For data that is split into train/val/test splits, each split should be registered as a different dataset.

Below is an example for registering with training, validation, and testing splits. Segmentations for this data have 4 classes (in order): dog, human, cat, tree. We also want to collate the dog and cat categories into a new category pet.

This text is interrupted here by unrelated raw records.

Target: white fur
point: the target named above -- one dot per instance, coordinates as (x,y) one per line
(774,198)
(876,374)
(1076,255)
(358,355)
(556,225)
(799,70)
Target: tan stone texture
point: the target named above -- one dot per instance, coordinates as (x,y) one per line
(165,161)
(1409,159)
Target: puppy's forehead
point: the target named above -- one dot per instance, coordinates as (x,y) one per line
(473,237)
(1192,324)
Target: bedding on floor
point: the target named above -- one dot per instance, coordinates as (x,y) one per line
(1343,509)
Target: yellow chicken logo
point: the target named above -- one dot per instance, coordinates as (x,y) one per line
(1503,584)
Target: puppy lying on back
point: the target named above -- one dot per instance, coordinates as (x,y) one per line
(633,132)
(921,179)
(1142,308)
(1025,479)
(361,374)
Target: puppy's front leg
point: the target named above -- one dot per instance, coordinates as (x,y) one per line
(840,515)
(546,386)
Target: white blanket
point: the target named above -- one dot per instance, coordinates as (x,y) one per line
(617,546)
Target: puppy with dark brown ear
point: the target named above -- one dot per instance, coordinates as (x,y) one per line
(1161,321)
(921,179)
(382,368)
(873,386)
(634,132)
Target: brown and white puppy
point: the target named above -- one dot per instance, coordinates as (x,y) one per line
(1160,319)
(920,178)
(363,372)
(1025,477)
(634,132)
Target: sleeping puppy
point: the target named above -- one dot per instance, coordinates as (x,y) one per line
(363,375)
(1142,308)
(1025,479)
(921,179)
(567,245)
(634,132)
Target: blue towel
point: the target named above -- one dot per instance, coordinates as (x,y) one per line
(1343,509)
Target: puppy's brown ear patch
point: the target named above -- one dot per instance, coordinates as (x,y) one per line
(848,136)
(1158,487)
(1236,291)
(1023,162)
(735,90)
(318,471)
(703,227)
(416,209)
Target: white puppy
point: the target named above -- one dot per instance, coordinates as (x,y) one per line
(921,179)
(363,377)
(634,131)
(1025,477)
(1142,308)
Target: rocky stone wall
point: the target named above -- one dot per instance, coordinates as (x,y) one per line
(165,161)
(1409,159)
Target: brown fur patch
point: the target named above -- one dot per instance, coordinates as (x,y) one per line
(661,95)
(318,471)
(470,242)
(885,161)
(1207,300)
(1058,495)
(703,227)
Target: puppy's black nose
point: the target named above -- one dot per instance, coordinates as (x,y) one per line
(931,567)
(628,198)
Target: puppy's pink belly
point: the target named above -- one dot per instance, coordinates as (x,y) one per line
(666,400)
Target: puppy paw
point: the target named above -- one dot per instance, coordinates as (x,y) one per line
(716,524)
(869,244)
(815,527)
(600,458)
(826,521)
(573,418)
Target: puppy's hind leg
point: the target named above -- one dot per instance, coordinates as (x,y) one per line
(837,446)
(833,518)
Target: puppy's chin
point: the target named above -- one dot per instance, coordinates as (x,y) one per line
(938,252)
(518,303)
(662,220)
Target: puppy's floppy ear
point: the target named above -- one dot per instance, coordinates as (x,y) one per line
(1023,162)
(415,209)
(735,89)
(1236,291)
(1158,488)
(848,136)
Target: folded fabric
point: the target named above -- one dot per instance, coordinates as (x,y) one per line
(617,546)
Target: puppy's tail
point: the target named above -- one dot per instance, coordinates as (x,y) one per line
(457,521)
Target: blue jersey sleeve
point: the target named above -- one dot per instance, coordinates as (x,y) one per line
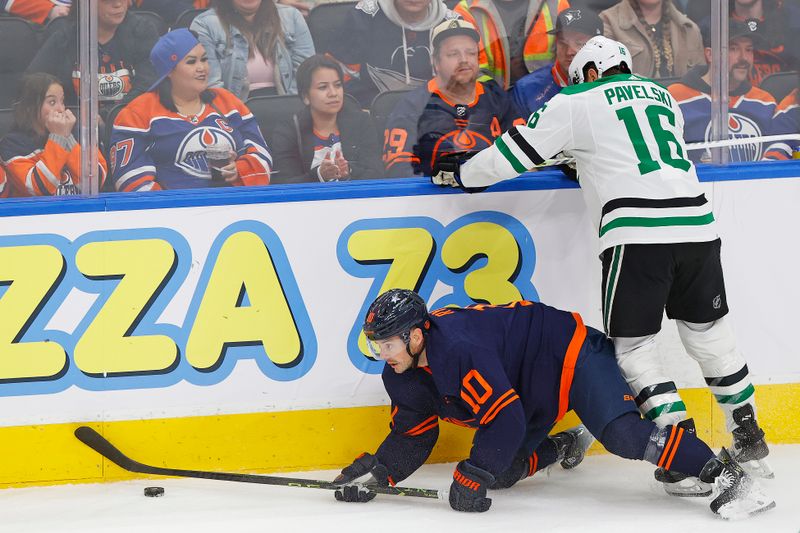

from medsegpy.data import MetadataCatalog
category_info = [
    {"id": 0, "name": "dog"},
    {"id": 1, "name": "human"},
    {"id": 2, "name": "cat"},
    {"id": 3, "name": "tree"},
    {"id": (0,2), "name": "pet"},  # collate "dog" & "cat" into "pet"
]
datasets_to_path = {
    "my_dataset_train": "/path/to/train/split",
    "my_dataset_val": "/path/to/val/split",
    "my_dataset_test": "/path/to/test/split",
}

for dataset_name, scan_root in datasets_to_path.items():
    MetadataCatalog.get(dataset_name).set(
        scan_root=scan_root,
        category_ids=[x["id"] for x in category_info],
        categories=[x["name"] for x in category_info],
        category_id_to_contiguous_id={
            x["id"]: idx for idx, x in enumerate(OAI_CATEGORIES)
        },
        evaluator_type="SemSegEvaluator",
    )

Update the Config for New Datasets

Once you’ve registered the dataset, you can use the name of the dataset (e.g., “my_dataset” in example above) in {TRAIN,VAL,TEST}_DATASET.